Ketakutan Terbesar Jorge Martin: Pensiun Tanpa Gelar Juara MotoGP

MADRID – Bintang Pramac Ducati, Jorge Martin , mengungkapkan ketakutan terbesar pada hidupnya ketika ini. Dia mengaku takut pensiun sebagai orang peserta balap yang tersebut tak mempunyai gelar kejuaraan juara MotoGP.
Hanya butuh tiga musim sekadar bagi Martin untuk dapat bersaing bertarung memperebutkan penghargaan juara MotoGP sejak iklan dari Moto2 pada 2021. Dia menunjukkan perlawanan ketat terhadap sang juara bertahan, Francesco Bagnaia, pada musim 2023 hingga akhir musim.
Namun sayang, beberapa kesalahan yang digunakan berujung pada kecelakaan dalam akhir musim menyebabkan Martin terpaksa gigit jari. Dia kalah dari Bagnaia lalu berakhir sebagai runner up MotoGP 2023.
Kini, Martinator -julukan Martin- kembali berada pada jalur perebutan gelar kejuaraan juara MotoGP 2024. Jatuhnya Bagnaia di balapan utama GP Aragon 2024 membuatnya miliki keunggulan 23 poin pada puncak klasemen.
Kendati telah membuktikan diri bisa jadi bersaing dalam papan menghadapi di dua musim terakhir, Martin ternyata sangat takut tak mampu mendapatkan gelar kejuaraan juara MotoGP hingga akhir kariernya. Bahkan, pada waktu ini dirinya bisa saja terguncang apabila tak meraih kemenangan balapan.
“Ketakutan terbesar saya ketika ini, menurut saya, adalah pensiun tanpa meraih kemenangan Kejuaraan Global MotoGP,” kata Martin dilansir dari Motosan, Kamis (5/9/2024).
“Ini kemungkinan besar ketakutan terbesar saya ketika ini, kemungkinan besar pada beberapa tahun ke depan saya tidaklah akan melihatnya seperti itu, tapi sekarang ini adalah ketakutan terbesar saya. Atau bagaimana tiada menang itu bisa saja mempengaruhi saya,” tambahnya.
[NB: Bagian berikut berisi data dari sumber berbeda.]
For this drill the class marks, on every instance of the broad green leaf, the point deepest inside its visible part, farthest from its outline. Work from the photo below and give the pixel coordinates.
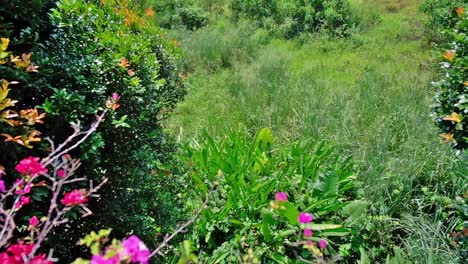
(322, 226)
(355, 209)
(264, 139)
(290, 212)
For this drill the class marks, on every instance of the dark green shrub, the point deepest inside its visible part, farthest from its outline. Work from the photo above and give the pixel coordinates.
(86, 52)
(179, 13)
(291, 17)
(247, 173)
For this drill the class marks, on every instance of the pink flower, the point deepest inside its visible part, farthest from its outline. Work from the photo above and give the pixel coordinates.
(74, 197)
(115, 96)
(98, 259)
(31, 166)
(23, 201)
(2, 186)
(40, 259)
(136, 249)
(308, 232)
(21, 189)
(33, 221)
(305, 218)
(18, 250)
(281, 196)
(323, 244)
(61, 173)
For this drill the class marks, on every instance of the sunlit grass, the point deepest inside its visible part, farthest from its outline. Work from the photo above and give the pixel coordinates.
(369, 94)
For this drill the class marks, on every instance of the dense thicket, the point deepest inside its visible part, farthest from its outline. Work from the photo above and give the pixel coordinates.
(86, 52)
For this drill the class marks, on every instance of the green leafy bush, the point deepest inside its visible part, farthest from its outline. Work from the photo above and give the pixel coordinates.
(451, 101)
(179, 13)
(441, 12)
(292, 17)
(86, 52)
(246, 175)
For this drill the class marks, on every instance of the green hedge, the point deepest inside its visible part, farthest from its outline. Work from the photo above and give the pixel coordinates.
(87, 51)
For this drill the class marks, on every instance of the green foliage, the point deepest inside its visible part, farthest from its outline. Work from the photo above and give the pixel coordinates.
(86, 52)
(179, 13)
(247, 172)
(442, 12)
(451, 100)
(292, 17)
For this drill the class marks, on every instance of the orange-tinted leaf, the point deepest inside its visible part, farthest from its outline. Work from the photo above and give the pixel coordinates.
(10, 138)
(32, 115)
(4, 45)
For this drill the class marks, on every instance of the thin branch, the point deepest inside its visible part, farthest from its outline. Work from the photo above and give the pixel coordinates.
(182, 227)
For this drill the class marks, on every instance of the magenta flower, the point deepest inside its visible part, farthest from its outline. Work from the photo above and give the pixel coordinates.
(22, 201)
(136, 249)
(40, 259)
(305, 218)
(323, 244)
(115, 96)
(99, 259)
(281, 196)
(61, 173)
(31, 166)
(2, 186)
(33, 221)
(308, 232)
(74, 197)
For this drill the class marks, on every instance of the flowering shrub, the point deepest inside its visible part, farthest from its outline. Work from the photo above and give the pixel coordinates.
(57, 171)
(87, 50)
(269, 200)
(451, 101)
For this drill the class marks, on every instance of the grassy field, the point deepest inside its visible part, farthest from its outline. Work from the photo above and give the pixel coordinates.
(369, 94)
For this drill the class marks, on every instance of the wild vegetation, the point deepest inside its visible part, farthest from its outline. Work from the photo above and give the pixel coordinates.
(233, 131)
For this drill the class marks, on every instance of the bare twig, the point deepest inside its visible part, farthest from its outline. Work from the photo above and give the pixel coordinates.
(182, 227)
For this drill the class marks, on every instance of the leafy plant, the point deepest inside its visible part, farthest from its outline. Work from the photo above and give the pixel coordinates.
(247, 174)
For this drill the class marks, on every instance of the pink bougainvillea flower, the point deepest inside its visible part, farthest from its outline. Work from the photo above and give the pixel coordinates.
(74, 197)
(281, 196)
(21, 188)
(136, 249)
(308, 232)
(61, 173)
(40, 259)
(323, 244)
(305, 218)
(99, 259)
(5, 258)
(2, 186)
(33, 221)
(31, 166)
(115, 96)
(18, 251)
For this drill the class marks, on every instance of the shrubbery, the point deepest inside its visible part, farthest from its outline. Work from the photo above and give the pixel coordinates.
(451, 101)
(242, 218)
(292, 17)
(85, 52)
(179, 13)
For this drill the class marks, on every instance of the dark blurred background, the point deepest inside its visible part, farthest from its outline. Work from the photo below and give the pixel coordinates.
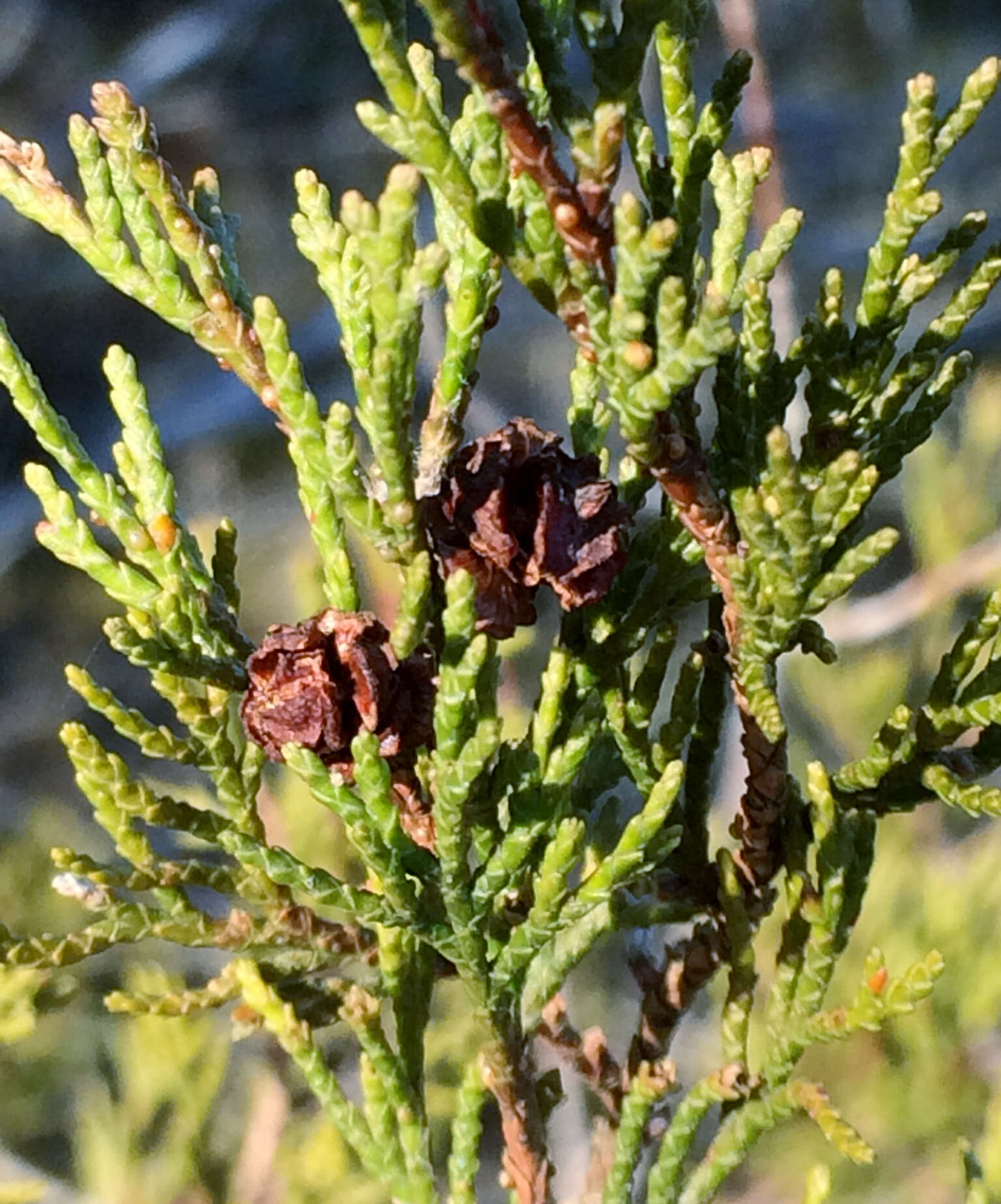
(259, 88)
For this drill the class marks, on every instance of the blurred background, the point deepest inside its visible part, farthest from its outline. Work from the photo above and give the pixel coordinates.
(158, 1111)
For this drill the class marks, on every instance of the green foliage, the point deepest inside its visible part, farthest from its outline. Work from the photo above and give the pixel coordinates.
(504, 860)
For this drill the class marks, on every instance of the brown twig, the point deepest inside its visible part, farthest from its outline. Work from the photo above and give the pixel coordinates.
(669, 989)
(587, 1053)
(681, 470)
(470, 39)
(508, 1077)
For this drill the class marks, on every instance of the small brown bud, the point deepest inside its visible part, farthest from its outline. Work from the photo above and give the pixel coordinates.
(637, 356)
(163, 532)
(566, 216)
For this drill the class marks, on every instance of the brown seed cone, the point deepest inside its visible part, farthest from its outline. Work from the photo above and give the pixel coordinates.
(516, 512)
(322, 681)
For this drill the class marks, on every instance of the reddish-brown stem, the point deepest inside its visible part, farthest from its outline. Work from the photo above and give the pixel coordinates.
(669, 990)
(681, 471)
(472, 41)
(587, 1053)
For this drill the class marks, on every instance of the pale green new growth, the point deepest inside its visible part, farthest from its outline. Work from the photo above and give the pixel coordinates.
(506, 860)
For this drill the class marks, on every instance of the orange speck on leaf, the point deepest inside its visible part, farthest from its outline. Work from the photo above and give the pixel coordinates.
(163, 531)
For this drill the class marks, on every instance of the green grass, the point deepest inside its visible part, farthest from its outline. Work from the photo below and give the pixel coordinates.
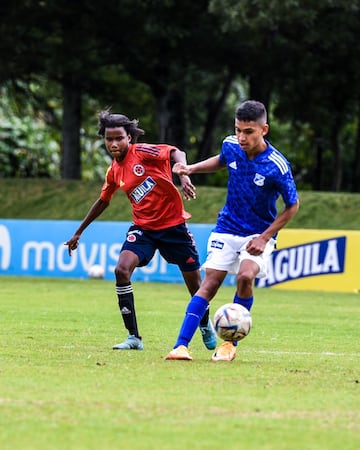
(294, 384)
(70, 200)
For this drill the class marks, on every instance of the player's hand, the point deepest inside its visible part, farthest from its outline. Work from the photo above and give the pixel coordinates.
(256, 246)
(189, 190)
(72, 243)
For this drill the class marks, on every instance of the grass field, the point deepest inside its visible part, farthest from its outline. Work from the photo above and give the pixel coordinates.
(294, 384)
(70, 200)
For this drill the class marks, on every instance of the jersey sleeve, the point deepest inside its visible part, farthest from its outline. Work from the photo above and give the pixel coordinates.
(288, 189)
(109, 187)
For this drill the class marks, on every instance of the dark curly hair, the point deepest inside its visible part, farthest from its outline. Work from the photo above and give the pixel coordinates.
(108, 120)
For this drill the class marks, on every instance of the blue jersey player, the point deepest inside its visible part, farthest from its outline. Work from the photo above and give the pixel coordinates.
(247, 226)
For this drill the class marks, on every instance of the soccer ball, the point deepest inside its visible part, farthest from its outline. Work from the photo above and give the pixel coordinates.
(232, 322)
(96, 272)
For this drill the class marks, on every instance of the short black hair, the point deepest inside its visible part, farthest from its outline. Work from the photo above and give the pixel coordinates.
(108, 120)
(251, 110)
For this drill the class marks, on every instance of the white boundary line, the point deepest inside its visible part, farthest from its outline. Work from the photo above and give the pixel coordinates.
(278, 352)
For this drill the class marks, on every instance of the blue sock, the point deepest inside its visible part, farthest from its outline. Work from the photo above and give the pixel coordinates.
(194, 312)
(246, 302)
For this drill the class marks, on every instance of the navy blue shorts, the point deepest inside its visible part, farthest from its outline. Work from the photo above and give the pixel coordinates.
(175, 244)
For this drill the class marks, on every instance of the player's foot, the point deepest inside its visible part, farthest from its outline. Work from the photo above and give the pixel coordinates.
(180, 353)
(209, 335)
(131, 343)
(226, 352)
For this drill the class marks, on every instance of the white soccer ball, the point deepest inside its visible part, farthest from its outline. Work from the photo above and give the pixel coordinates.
(96, 272)
(232, 322)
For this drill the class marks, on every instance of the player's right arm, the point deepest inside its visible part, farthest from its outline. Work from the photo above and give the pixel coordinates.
(97, 208)
(209, 165)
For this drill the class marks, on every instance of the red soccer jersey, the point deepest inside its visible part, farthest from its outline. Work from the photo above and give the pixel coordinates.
(145, 176)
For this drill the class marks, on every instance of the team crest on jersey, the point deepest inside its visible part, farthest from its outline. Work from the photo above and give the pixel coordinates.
(143, 189)
(139, 170)
(217, 244)
(259, 180)
(131, 236)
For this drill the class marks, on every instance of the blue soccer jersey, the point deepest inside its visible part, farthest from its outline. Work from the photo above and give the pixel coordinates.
(253, 188)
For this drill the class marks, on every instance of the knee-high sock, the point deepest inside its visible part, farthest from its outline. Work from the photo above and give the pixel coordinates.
(127, 307)
(246, 302)
(205, 318)
(194, 312)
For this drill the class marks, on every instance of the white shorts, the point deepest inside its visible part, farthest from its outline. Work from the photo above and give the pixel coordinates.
(226, 252)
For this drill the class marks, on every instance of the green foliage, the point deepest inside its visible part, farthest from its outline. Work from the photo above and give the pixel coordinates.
(29, 147)
(70, 200)
(293, 385)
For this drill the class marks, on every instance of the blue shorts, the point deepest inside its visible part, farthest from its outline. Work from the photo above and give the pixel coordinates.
(175, 244)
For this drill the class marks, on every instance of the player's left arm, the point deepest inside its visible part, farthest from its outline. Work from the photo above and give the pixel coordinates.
(189, 190)
(257, 245)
Walaupun demikian, Martin pasrah lalu akan menerima kenyataan jikalau dirinya tak dapat menjadi juara MotoGP hingga gantung helm nanti. Yang jelas, atlet sepeda berusia 26 tahun itu akan setiap saat berjuang menampilkan performa terbaik untuk menyabet titel balapan motor paling bergengsi dalam dunia itu.
“Tetapi pada ketika yang sejenis saya juga percaya bahwa jikalau memberikan yang mana terbaik pada akhirnya itu adalah sesuatu yang bisa saja terjadi. Tapi ketika ini rumit di pertarungan untuk menyatakan ‘Saya tiada menang’, tapi saya juga tak ingin itu menjadi obsesi,” jelas rider selama Spanyol tersebut.
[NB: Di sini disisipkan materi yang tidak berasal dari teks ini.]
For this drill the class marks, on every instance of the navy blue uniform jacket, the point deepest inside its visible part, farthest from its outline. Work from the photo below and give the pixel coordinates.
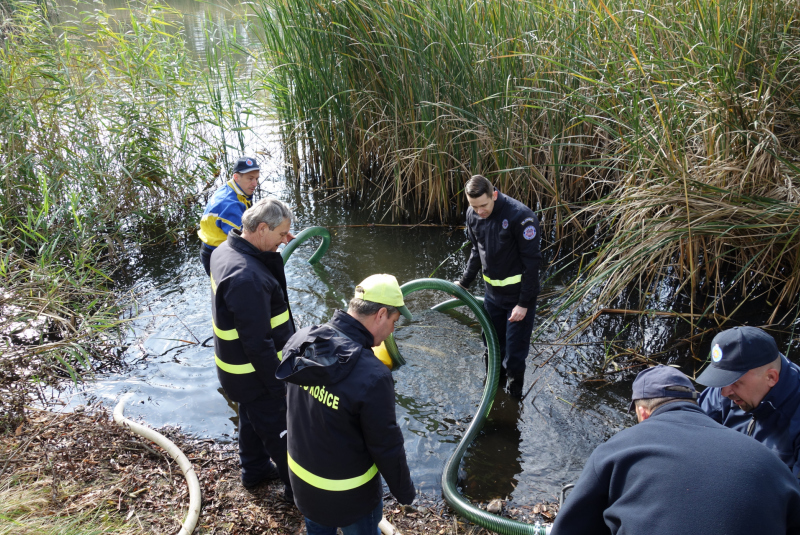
(679, 471)
(251, 317)
(343, 432)
(777, 417)
(506, 245)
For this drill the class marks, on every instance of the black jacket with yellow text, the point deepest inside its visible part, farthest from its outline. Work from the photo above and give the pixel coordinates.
(506, 245)
(342, 425)
(252, 320)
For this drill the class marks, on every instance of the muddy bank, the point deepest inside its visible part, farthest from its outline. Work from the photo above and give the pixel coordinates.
(89, 464)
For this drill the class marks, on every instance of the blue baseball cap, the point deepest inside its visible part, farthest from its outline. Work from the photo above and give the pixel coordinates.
(245, 164)
(734, 352)
(661, 382)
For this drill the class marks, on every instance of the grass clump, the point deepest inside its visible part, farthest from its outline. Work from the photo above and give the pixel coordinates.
(662, 136)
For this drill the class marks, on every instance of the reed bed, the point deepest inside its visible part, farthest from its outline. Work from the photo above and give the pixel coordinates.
(663, 136)
(109, 133)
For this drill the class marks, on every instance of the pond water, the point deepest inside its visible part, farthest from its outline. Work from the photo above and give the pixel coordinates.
(527, 450)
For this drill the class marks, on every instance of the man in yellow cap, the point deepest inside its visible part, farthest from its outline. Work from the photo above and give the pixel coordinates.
(342, 428)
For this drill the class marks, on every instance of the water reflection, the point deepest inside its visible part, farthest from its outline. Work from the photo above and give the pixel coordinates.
(492, 467)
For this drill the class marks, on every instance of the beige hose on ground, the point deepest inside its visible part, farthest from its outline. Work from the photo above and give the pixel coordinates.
(176, 454)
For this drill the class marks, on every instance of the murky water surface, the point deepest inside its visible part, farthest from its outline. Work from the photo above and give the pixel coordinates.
(527, 450)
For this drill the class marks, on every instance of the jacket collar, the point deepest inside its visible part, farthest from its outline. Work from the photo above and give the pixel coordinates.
(245, 247)
(499, 205)
(344, 322)
(239, 191)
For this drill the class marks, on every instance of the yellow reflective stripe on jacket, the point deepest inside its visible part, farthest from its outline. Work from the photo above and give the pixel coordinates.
(514, 279)
(279, 319)
(236, 369)
(210, 233)
(231, 334)
(331, 484)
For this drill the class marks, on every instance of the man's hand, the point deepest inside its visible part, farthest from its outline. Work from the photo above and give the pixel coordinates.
(518, 313)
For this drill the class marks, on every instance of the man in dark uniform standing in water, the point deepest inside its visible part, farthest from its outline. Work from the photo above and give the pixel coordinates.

Pada akhir pekan ini, Martin akan segera berjuang untuk memperlebar keunggulannya pada puncak klasemen dari Bagnaia di dalam MotoGP San Marino 2024. Balapan sprint pada Sirkuit Misano itu dijadwalkan diselenggarakan pada Hari Sabtu (7/9/2024) pukul 20.00 Waktu Indonesia Barat kemudian sehari setelahnya balapan utama berlangsung pada pukul 19.00 WIB.